What is tf.libsonnet
This document walks through an overview of Jsonnet and tf.libsonnet
, as well as some of the reasons you might consider using
it for your next Terraform project.
What is Jsonnet?
Jsonnet is a data templating language originally created by Google. It is a superset of JSON that adds programming constructs to the language. Think of it as JSON enhanced with:
Jsonnet is designed and optimized for the use case of writing configuration files. Check out their design rationale document for more details.
What is tf.libsonnet?
tf.libsonnet
is a collection of pure Jsonnet libraries that provide functions and utilities for generating
Terraform code (as JSON configuration
syntax). The libraries allow you to streamline the
experience of writing static Terraform JSON configuration.
Here is an example:
local tf = import 'github.com/tf-libsonnet/core/main.libsonnet';
local tfnull = import 'github.com/tf-libsonnet/hashicorp-null/main.libsonnet';
local o =
tf.withProvider('null', {}, src='hashicorp/null', version='~>3.0')
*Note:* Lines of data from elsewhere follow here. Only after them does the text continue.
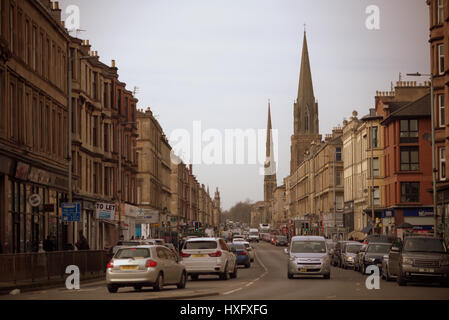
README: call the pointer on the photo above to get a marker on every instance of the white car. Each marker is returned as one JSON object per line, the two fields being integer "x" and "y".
{"x": 208, "y": 256}
{"x": 248, "y": 248}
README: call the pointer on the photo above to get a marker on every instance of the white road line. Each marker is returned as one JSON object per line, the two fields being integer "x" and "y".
{"x": 229, "y": 292}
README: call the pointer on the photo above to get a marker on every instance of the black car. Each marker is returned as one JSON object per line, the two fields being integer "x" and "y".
{"x": 374, "y": 254}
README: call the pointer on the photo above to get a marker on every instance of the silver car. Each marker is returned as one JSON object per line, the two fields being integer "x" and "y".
{"x": 308, "y": 255}
{"x": 148, "y": 265}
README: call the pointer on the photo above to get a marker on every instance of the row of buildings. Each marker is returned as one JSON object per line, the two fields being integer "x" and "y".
{"x": 66, "y": 118}
{"x": 372, "y": 173}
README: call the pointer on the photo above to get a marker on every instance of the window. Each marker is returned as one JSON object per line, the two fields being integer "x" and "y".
{"x": 442, "y": 157}
{"x": 441, "y": 58}
{"x": 376, "y": 196}
{"x": 409, "y": 158}
{"x": 441, "y": 115}
{"x": 410, "y": 192}
{"x": 440, "y": 16}
{"x": 376, "y": 170}
{"x": 337, "y": 154}
{"x": 408, "y": 131}
{"x": 374, "y": 137}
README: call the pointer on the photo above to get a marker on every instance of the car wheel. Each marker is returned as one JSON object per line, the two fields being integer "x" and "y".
{"x": 112, "y": 288}
{"x": 182, "y": 282}
{"x": 159, "y": 285}
{"x": 401, "y": 280}
{"x": 225, "y": 274}
{"x": 234, "y": 274}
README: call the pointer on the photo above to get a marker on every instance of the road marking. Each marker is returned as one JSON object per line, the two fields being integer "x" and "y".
{"x": 229, "y": 292}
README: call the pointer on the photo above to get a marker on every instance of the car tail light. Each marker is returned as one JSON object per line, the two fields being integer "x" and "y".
{"x": 150, "y": 264}
{"x": 215, "y": 254}
{"x": 184, "y": 255}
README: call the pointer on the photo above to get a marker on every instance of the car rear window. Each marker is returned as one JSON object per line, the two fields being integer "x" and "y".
{"x": 135, "y": 253}
{"x": 200, "y": 245}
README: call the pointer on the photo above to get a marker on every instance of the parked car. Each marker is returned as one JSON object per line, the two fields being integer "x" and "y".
{"x": 419, "y": 258}
{"x": 359, "y": 257}
{"x": 205, "y": 256}
{"x": 281, "y": 241}
{"x": 374, "y": 254}
{"x": 249, "y": 249}
{"x": 349, "y": 251}
{"x": 308, "y": 255}
{"x": 241, "y": 253}
{"x": 141, "y": 266}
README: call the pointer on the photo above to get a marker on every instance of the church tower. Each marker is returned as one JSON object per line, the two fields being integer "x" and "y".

+ tf.withVariable('trigger_id')
+ tfnull.resource.new(
'this',
triggers={
trigger_id: '${var.trigger_id}',
},
)
+ tf.withOutput(
'this_id',
o._ref.null_resource.this.get('id'),
);
o
This is equivalent to the following Terraform JSON code:
{
"terraform": {
"required_providers": {
"null": {
"source": "hashicorp/null",
"version": "~>3.0"
}
}
},
"provider": {
"null": [
{ }
]
},
"variable": {
"trigger_id": { }
},
"resource": {
"null_resource": {
"this": {
"triggers": {
"trigger_id": "${var.trigger_id}"
}
}
}
},
"output": {
"this_id": {
"value": "${null_resource.this.id}"
}
}
}
Comparison to Terraform HCL
Limitations of HCL
As a configuration language, Jsonnet is very similar to HCL. Both languages strive to enhance the experience of writing
static declarative configuration files in YAML
or JSON
.
That same example above can be written in Terraform HCL in a more terse and readable format:
terraform {
required_providers {
null = {
source = "hashicorp/source"
version = "~> 3.0"
}
}
}
variable "trigger_id" {}
resource "null_resource" "this" {
triggers = {
id = var.trigger_id
}
}
output "this_id" {
value = null_resource.this.id
}
HCL provides many of the same constructs as Jsonnet, which means that there isn’t much to gain from using Jsonnet for a single Terraform module.
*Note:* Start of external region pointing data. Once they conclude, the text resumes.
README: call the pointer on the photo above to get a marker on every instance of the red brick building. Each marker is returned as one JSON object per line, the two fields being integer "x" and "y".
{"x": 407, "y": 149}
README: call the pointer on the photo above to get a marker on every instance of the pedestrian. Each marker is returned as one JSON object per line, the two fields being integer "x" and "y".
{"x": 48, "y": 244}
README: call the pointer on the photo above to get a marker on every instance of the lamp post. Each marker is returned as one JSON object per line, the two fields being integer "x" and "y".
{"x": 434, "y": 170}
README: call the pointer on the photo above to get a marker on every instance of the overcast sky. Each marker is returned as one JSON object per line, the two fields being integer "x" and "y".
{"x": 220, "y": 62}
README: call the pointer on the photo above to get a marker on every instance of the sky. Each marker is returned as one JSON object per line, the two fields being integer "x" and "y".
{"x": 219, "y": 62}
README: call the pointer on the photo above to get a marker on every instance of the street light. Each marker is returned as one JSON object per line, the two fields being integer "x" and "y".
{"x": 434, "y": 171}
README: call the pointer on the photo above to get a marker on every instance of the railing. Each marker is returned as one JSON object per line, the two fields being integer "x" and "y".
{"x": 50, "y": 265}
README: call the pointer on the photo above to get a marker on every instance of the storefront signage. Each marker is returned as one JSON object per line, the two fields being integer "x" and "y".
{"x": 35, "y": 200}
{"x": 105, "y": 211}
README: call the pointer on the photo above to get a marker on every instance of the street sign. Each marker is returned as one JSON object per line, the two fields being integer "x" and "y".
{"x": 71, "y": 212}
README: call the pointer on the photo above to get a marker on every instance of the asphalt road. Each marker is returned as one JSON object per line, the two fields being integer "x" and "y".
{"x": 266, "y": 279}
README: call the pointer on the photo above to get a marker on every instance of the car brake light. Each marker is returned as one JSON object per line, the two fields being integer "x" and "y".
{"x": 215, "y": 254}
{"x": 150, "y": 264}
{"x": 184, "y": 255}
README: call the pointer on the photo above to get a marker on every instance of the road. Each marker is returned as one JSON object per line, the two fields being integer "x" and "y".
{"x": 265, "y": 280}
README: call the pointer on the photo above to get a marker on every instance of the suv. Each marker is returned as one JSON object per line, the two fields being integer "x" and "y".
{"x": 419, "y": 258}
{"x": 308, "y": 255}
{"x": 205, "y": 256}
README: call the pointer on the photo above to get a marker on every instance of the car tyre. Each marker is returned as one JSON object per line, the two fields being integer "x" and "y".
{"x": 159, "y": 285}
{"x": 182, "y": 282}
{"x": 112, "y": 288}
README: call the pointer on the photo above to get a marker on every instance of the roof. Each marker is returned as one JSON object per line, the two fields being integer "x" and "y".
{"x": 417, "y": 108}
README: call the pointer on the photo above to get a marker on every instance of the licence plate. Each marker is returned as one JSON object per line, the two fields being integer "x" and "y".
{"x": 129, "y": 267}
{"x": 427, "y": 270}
However, using Jsonnet can greatly increase the maintainability of large scale Terraform deployments that span multiple modules and state files. When expanding a Terraform project to many smaller modules, you run into many limitations of the Terraform HCL language that is caused by its tight coupling to the Terraform runtime.
To name a few:
- Code reusability is limited to a single module, and thus single state file.
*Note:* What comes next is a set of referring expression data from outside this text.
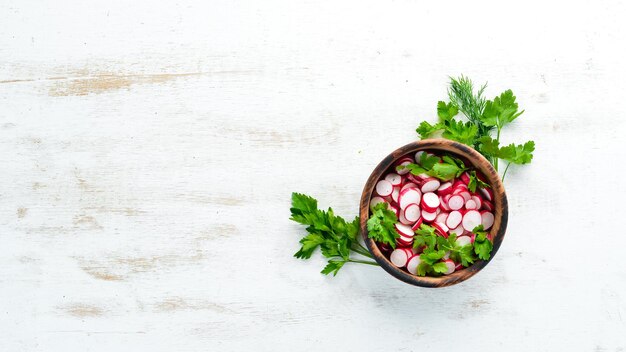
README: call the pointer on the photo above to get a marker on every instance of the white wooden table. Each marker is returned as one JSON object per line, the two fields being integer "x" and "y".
{"x": 148, "y": 151}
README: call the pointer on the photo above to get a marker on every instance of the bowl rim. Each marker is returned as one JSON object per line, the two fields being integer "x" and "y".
{"x": 480, "y": 163}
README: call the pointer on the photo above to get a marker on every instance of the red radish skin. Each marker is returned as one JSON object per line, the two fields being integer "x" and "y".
{"x": 409, "y": 196}
{"x": 487, "y": 219}
{"x": 451, "y": 266}
{"x": 412, "y": 263}
{"x": 478, "y": 202}
{"x": 471, "y": 205}
{"x": 456, "y": 202}
{"x": 428, "y": 216}
{"x": 471, "y": 219}
{"x": 398, "y": 258}
{"x": 430, "y": 185}
{"x": 417, "y": 224}
{"x": 454, "y": 219}
{"x": 384, "y": 188}
{"x": 412, "y": 213}
{"x": 430, "y": 201}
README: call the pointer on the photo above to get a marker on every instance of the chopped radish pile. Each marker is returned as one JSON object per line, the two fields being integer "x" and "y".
{"x": 446, "y": 205}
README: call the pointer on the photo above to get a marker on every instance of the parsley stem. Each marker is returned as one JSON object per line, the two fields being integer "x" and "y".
{"x": 362, "y": 262}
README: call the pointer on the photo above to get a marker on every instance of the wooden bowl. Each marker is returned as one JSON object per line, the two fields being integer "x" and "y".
{"x": 480, "y": 163}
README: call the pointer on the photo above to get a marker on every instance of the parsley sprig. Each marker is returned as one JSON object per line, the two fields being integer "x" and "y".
{"x": 484, "y": 117}
{"x": 336, "y": 238}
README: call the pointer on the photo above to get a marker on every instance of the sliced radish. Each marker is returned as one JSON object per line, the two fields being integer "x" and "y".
{"x": 413, "y": 262}
{"x": 487, "y": 219}
{"x": 384, "y": 188}
{"x": 442, "y": 229}
{"x": 428, "y": 216}
{"x": 470, "y": 205}
{"x": 458, "y": 231}
{"x": 395, "y": 179}
{"x": 398, "y": 257}
{"x": 465, "y": 178}
{"x": 454, "y": 219}
{"x": 417, "y": 224}
{"x": 487, "y": 193}
{"x": 456, "y": 202}
{"x": 404, "y": 230}
{"x": 445, "y": 188}
{"x": 430, "y": 185}
{"x": 471, "y": 219}
{"x": 478, "y": 202}
{"x": 408, "y": 185}
{"x": 430, "y": 201}
{"x": 375, "y": 201}
{"x": 409, "y": 196}
{"x": 441, "y": 218}
{"x": 451, "y": 266}
{"x": 463, "y": 240}
{"x": 412, "y": 212}
{"x": 395, "y": 194}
- Certain constructs can not be interpolated dynamically (e.g., lifecycle and backend).
- Certain blocks can not be reused across modules (e.g. provider).
- A single module can not write to multiple state files.
Motivating example
Consider a Terraform deployment where you have a single database in a VPC, across two environments (stage
and prod
).
To simplify the example, we will also assume we have defined sub modules for defining a canonical VPC and MySQL
database. This will reduce the root modules in our examples to a single module block.
In this example, we will assume that we want to follow best practices and isolate the state files for the components. This will result in four state files:
- VPC in Stage
- VPC in Prod
- MySQL database in Stage
- MySQL database in Prod
To achieve this, we need to define the components with four root modules, one for each state file above. We will have a project structure like below:
.
├── stage
│ ├── mysql
│ │ ├── backend.tf
│ │ ├── main.tf
│ │ └── provider.tf
│ └── vpc
│ ├── backend.tf
│ ├── main.tf
│ └── provider.tf
└── prod
├── mysql
│ ├── backend.tf
│ ├── main.tf
│ └── provider.tf
└── vpc
├── backend.tf
├── main.tf
└── provider.tf
The main.tf
file for each component contains a single module call to define the underlying component infrastructure
with some hardcoded parameters as the inputs.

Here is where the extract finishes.